Em entrevista ao podcast Direto de Brasília, do jornalista Magno Martins, o ex-governador de Goiás e pré-candidato à Presidência pelo PSD, Ronaldo Caiado, detalhou sua estratégia para 2026 e reiterou o tom que deve ter sua campanha ao Palácio do Planalto.

Caiado destacou resultados de sua gestão, sobretudo na segurança pública, e comentou tanto a possibilidade de composições com outros nomes da direita quanto o desafio de romper o atual cenário político polarizado.

A aliança com Romeu Zema

Um dos pontos da entrevista foi o questionamento de Marcelo Tonhose, jornalista do Poder360, sobre a viabilidade de uma chapa conjunta com o ex-governador mineiro Romeu Zema. Tonhose destacou que ambos possuem gestões bem avaliadas e são “ficha limpa” e perguntou: “O que que está faltando para vocês se entenderem e montarem uma chapa para ganhar a eleição?”.

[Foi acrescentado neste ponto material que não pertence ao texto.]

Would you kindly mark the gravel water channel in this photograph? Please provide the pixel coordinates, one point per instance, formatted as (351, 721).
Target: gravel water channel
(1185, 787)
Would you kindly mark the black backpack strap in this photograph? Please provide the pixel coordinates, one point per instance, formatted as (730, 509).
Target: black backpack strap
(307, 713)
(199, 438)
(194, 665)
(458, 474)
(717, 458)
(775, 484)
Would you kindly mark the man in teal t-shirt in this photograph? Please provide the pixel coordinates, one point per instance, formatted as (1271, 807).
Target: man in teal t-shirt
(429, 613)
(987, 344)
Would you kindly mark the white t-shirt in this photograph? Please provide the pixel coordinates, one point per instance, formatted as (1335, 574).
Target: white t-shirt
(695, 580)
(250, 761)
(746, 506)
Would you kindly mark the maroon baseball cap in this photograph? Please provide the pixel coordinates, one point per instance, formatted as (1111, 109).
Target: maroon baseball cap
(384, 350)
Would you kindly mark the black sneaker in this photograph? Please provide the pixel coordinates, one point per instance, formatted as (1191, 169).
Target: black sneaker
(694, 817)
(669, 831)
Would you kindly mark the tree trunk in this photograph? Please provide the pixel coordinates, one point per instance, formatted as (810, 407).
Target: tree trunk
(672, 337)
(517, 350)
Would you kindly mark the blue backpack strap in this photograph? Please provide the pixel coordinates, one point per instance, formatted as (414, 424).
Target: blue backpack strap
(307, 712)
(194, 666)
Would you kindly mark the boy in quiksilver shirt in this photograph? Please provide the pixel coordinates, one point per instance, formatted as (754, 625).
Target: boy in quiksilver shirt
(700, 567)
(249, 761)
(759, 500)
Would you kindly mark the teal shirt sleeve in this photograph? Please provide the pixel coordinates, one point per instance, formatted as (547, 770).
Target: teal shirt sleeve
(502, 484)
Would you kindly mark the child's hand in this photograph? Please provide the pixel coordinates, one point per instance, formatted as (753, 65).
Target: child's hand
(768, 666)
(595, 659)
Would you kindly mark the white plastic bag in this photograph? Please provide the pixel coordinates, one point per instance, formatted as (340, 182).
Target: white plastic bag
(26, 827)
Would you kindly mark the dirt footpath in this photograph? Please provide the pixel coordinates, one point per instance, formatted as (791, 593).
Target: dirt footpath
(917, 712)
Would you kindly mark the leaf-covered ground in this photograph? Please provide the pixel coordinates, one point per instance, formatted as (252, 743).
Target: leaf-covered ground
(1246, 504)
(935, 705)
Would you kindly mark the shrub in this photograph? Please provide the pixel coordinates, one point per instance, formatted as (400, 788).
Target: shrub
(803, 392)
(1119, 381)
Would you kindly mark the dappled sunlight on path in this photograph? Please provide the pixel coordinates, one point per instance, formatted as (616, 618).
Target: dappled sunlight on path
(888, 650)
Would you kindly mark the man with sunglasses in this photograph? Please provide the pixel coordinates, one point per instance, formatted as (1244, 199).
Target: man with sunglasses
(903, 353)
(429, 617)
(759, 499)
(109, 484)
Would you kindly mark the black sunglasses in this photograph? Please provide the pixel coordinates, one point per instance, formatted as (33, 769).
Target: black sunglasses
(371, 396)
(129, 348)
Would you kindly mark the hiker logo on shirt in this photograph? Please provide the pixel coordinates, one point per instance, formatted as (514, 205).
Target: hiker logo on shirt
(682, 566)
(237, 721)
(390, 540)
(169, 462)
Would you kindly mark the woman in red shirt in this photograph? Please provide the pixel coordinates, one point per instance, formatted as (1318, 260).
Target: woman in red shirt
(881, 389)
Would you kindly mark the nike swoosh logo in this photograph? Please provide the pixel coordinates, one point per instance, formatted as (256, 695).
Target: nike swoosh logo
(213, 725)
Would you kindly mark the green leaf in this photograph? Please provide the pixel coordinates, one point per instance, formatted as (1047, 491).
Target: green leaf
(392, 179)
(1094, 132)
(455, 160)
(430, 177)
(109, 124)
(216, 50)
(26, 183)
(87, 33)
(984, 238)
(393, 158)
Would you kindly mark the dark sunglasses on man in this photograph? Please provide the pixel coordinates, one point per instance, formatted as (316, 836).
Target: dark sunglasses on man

Caiado respondeu pregando cautela e respeito à autonomia partidária de Zema: “Eu tenho que respeitar um colega ex-governador que também fez uma boa gestão no seu estado e que tem um partido e como tal leva a sua candidatura à presidência da República… essa aí eu eu diria a você que esta liberdade em continuar a sua caminhada na campanha eleitoral é algo que depende muito mais de uma decisão de fórum pessoal”.

Ele revelou ainda que, em conversas privadas, o mineiro mantém sua pretensão de disputar a eleição: “Às vezes que eu tenho conversado com ele ele tem deixado claro que quer levar a sua campanha até a o final do primeiro turno… não houve nenhum avanço nesse sentido”.

A declaração de Caiado vem após o próprio Romeu Zema dizer que não descarta uma aliança com Caiado ainda no primeiro turno. Em um evento com investidores nesta terça-feira, 26, em São Paulo, o mineiro disse que pretende levar sua sua pré-candidatura e campanha “até o final”, mas que está aberto para uma composição com o ex-governador goiano.

“Me dou muito bem com o Caiado […]. Eu gosto dele. No meu governo, criamos um consórcio, com sete governadores, e me dei muito bem com todos, inclusive com o Tarcísio. Goiás e Minas são quase estados gêmeos, com uma semelhança muito grande”, disse.

No entanto, questionado se ele pode ser o vice de Caiado, Zema brincou: “Não pode ser o contrário?”.

O desafio de romper a polarização

O jornalista Euler de França Belém, editor-chefe do Jornal Opção, questionou o ex-governador sobre a dificuldade de consolidar uma alternativa ao atual cenário: “Por causa do Banco Master o pré-candidato Flávio Bolsonaro do PL caiu nas pesquisas… No entanto a polarização entre ele e o presidente Lula da Silva persiste. O que fazer para romper essa polarização?”.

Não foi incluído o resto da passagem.